Sergio Manesio

Personal information
- Date of birth: 1 July 1994 (age 30)
- Place of birth: Cabinda, Angola
- Position(s): Midfielder, centre-back

Team information
- Current team: FC Romania

Youth career
- 2004–2009: Tottenham Hotspur
- 2009–2012: West Bromwich Albion

College career
- Years: Team / Apps / (Gls)
- 2013–2016: Cleveland State / 69 / (16)

Senior career*
- Years: Team / Apps / (Gls)
- 2015: AFC Cleveland
- 2017–2018: Ottawa Fury / 31 / (0)
- 2019: Hampton & Richmond / 1 / (0)
- 2019: Hendon / 13 / (0)
- 2019: Braintree Town / 6 / (0)
- 2019–2020: Hendon / 14 / (0)
- 2021–: FC Romania / 6 / (0)

= Sergio Manesio =

Angolan footballer

Sergio Manesio (born 1 July 1994) is a professional footballer who plays as a defensive midfielder or centre-back for FC Romania.

==Career==
Manesio was born in Angola before moving to London, England at the age of six where he played for Tottenham and West Bromwich Albion. He attended Cleveland State University between 2013 and 2016 and played college soccer for the Cleveland State Vikings.

===Ottawa Fury===
In January 2017, Manesio signed with Ottawa Fury FC in the USL. Manesio was named as one of the Fury's two Newcomers of the Year at the end of the season.

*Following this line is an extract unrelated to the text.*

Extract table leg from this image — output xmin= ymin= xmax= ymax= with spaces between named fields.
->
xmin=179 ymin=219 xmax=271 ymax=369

In November 2017, Manesio re-signed with Ottawa for the 2018 season.

===Return to England===
Returning to England in 2019, Manesio joined Hampton & Richmond and a few days later, Hendon, on a dual registration. After impressing during pre-season in the summer 2019, he joined Braintree Town. On 30 September 2019 Braintree confirmed, that he had returned to Hendon. Manesio joined FC Romania for the 2020–21 season.